Can a Doctor Refuse a Medicare Supplement?

Medicare Supplement Insurance, often called Medigap, is a private health insurance policy designed to work alongside Original Medicare (Part A and Part B). Original Medicare typically covers about 80% of approved medical costs, leaving the beneficiary responsible for the remaining 20% coinsurance, deductibles, and copayments. Medigap policies are standardized plans sold by private companies to cover these out-of-pocket expenses. The central question is whether a doctor’s willingness to treat a patient is affected by this secondary insurance.

The Foundation: Doctor Acceptance of Original Medicare

A doctor’s decision to see a patient is based entirely on their relationship with Original Medicare, not on the patient’s supplemental coverage. Doctors who treat Medicare beneficiaries fall into two categories: Participating (PAR) or Non-Participating (Non-PAR). PAR providers agree to accept the Medicare-approved amount as full payment for all covered services. They receive 5% more in reimbursement from Medicare and must accept “assignment,” meaning they cannot charge the patient more than Medicare’s set rate.

Non-Participating providers have not signed the full agreement but still accept Medicare. They are not required to accept assignment on every claim, which means they can charge the patient a “limiting charge” of up to 15% above the Medicare-approved amount. This extra cost is the patient’s responsibility, though some Medigap plans may cover it. The only difference is the potential for the patient to incur a small balance bill from a Non-PAR provider.

How Medigap Policies Affect Payment

A doctor who accepts Original Medicare cannot refuse a patient solely because the individual carries a Medigap policy. Medigap functions as secondary coverage, and its presence does not add administrative burden or financial risk to the medical practice. The claims process is highly streamlined and automated, regardless of which of the standardized Medigap plans the patient has.

Medicare processes the claim first and pays its share of the approved amount, typically 80%. This claim information is then automatically sent, or “crosses over,” to the private Medigap insurer. The Medigap company then pays the doctor directly for the remaining cost-sharing amounts covered by the specific policy. This automatic process ensures the doctor receives payment efficiently, guaranteeing the collection of the patient’s cost-sharing portion. Because Medigap policies are standardized, the doctor receives payment the same way, regardless of the specific plan.

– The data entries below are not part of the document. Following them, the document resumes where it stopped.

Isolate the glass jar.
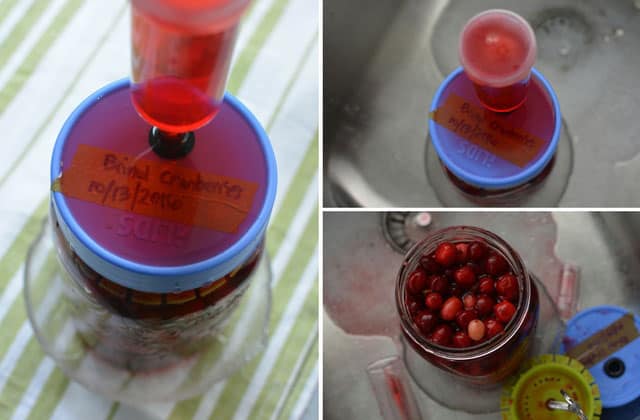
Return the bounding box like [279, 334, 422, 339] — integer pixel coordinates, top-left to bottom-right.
[49, 207, 264, 373]
[396, 226, 539, 387]
[35, 80, 277, 402]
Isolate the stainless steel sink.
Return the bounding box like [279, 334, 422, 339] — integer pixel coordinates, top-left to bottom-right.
[324, 0, 640, 207]
[323, 212, 640, 420]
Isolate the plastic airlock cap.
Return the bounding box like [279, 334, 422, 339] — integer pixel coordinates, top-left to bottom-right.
[458, 9, 537, 87]
[51, 80, 276, 293]
[562, 305, 640, 408]
[429, 10, 561, 190]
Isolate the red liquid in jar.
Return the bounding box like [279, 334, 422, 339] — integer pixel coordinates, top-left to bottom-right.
[132, 8, 237, 132]
[461, 12, 535, 112]
[51, 211, 263, 372]
[396, 227, 539, 387]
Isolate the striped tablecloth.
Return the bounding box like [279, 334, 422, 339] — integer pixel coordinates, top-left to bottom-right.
[0, 0, 319, 420]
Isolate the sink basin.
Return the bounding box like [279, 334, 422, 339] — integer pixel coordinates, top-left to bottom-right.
[323, 0, 640, 207]
[323, 212, 640, 420]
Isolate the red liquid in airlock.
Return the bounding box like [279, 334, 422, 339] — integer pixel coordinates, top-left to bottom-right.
[461, 12, 536, 112]
[132, 9, 237, 132]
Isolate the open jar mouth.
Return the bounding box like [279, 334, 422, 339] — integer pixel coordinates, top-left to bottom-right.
[396, 226, 531, 361]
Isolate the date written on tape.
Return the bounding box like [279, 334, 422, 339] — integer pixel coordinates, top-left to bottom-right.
[52, 144, 258, 233]
[431, 93, 547, 168]
[567, 313, 639, 368]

Situations Where Doctors Can Refuse Medicare Patients

While a doctor cannot refuse a Medigap policy, there are specific situations where a medical practice can refuse a patient with Medicare. The most definitive form of refusal is when a physician chooses to “opt out” of the Medicare program entirely. Opt-out doctors have no contract with Medicare and do not submit claims to the program for any services they provide.

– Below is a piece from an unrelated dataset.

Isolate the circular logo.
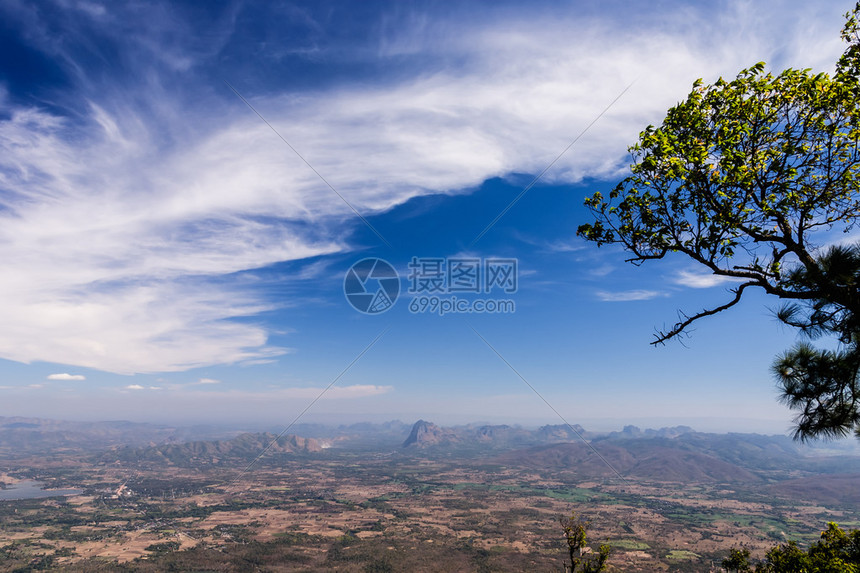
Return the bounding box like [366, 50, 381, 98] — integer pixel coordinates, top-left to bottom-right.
[343, 258, 400, 314]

If a patient sees an opt-out doctor, they must pay 100% of the bill out-of-pocket, as neither Original Medicare nor the Medigap policy will provide any reimbursement. This is a rare occurrence, with fewer than 1% of physicians formally opting out of Medicare. Another common source of confusion is the distinction between Medigap and Medicare Advantage (Part C) plans.

Medicare Advantage plans are a private alternative to Original Medicare, and they operate using specific provider networks. A doctor can refuse a patient who has a Medicare Advantage plan if that plan is not part of the doctor’s contracted network. This refusal, however, has no bearing on a Medigap policy, which works with any doctor who accepts Original Medicare. The key decision for the doctor is their participation status with the federal program, not the patient’s choice of private supplemental insurance.